Gustave Charles Bonaventure Chancel (18 January 1822 – 5 August 1890) was a French chemist who conducted research on organic and analytical chemistry while also examining chemical aspects of wine making. A method for determining the fineness of ground sulphur involves the use of a calibrated tube sometimes called Chancel's Sulphurimeter.

== Biography ==
Chancel was born in Loriol to army officer Pierre Bonaventure Chancel (1773-1826) and Sophie Caroline de Pirch (1792-1864). A paternal uncle was General Jean-Théophile Chancel and his maternal grandfather Karl Ferdinand von Pirch (1766-1831) was a lord of justice for Dobberphul, Pomerania. After studying at Collège de Tournon and Charlemagne college, he joined Ecole Centrale, Paris.
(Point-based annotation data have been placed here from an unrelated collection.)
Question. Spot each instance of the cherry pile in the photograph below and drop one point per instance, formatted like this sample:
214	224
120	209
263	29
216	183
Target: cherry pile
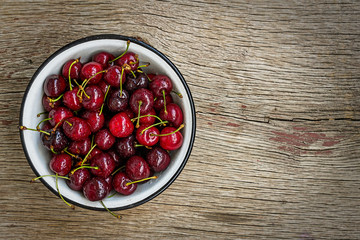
109	125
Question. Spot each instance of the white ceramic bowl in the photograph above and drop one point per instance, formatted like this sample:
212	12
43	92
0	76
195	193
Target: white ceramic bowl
38	157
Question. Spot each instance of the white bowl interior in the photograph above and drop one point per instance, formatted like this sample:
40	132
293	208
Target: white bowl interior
40	157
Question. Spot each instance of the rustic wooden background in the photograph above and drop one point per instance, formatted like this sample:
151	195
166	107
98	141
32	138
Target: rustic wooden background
276	86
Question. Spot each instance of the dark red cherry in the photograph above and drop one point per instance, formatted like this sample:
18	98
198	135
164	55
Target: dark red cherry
105	163
159	102
59	114
113	75
119	184
158	159
78	179
117	102
137	168
71	100
120	125
126	146
159	84
54	86
80	147
96	98
96	189
129	61
49	105
147	137
61	164
173	114
89	70
104	139
75	69
103	58
142	97
94	119
139	81
172	141
76	129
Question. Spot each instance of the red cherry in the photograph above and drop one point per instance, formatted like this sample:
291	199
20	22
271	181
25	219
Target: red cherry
61	164
120	125
147	137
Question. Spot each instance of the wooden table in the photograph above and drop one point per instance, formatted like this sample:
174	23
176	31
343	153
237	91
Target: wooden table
276	86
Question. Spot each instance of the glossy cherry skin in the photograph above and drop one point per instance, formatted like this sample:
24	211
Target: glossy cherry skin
54	85
75	69
148	137
158	159
89	70
77	130
94	119
104	139
129	59
113	75
103	58
159	84
78	179
139	81
61	164
159	102
105	163
120	125
117	102
125	147
173	114
59	114
147	101
119	184
96	98
172	141
49	105
137	168
80	147
96	189
71	100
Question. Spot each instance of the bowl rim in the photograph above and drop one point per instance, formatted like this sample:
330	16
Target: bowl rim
145	45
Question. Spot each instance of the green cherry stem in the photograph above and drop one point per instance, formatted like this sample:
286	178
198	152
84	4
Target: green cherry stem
57	188
141	180
167	134
115	215
127	48
37	178
31	129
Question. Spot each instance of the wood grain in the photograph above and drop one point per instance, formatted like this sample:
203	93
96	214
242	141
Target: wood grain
276	87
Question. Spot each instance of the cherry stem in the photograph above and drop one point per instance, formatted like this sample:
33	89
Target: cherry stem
167	134
179	94
133	119
39	114
117	170
138	117
141	180
44	120
115	215
164	101
83	166
37	178
87	155
102	106
57	188
127	47
31	129
76	61
160	123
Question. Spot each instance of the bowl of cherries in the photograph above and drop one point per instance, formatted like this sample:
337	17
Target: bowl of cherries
107	122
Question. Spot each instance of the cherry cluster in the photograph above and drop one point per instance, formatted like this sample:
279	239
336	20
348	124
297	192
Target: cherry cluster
109	125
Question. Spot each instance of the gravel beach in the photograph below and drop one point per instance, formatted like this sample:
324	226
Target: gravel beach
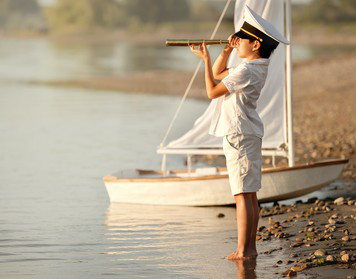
318	237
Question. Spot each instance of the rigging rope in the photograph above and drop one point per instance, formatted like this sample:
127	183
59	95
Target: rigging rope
194	76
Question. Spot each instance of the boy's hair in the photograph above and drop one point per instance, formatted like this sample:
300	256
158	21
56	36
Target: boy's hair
264	51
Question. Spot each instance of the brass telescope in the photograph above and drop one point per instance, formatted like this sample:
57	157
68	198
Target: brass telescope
185	42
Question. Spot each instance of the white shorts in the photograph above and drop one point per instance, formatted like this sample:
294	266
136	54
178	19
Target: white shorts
243	162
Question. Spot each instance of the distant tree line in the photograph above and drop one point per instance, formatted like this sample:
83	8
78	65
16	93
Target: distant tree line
328	11
87	14
84	15
21	15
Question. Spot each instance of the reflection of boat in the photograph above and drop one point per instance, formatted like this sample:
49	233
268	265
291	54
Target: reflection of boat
210	186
He then worked with Theophile Jules Pelouze on butyric acid derivatives. He became an assistant at the School of Mines in 1846 and worked there for two years. He then joined the University of Montpellier where he worked until the end of his life, collaborating with his mentor Charles-Frederic Gerhardt and Auguste Laurent on the synthesis of ketones and esters apart from studies in qualitative analysis and applied chemistry. He published a textbook on chemical analysis in 1855 along with Gerhardt.

Chancel worked with the wine industry to examine the effects of calcium sulphate addition. He noted that gypsum addition, or the plastering of wine, resulted in the production of potassium sulphate. He also examined the use of sulphur powder in the control of powdery mildew and innovated the "sulphurimeter" to identify the fineness of ground sulphur. This is a graduated narrow glass cylinder with a closed bottom (23 cm long and 5 mm wide) into which 5 grams of the ground sulphur is poured. The finer the powder is, the higher it stands through particle adhesion, when ether is poured into the tube, shaken and allowed to settle. The markings are read from 0 to 100 in "degrees Chancel".

Chancel became dean of the faculty of sciences in 1865 and rector of the Academy of Montpellier from 1879. He died at Montpellier and is buried at the Protestant cemetery of Montpellier. He married a cousin Adeline Berthe Sophie de Pirch (1828-1909) in 1848 who survived him along with five of their seven children. A street in Montpellier was named after him in 1894 and a bust of him was placed at the University of Montpellier in 1896.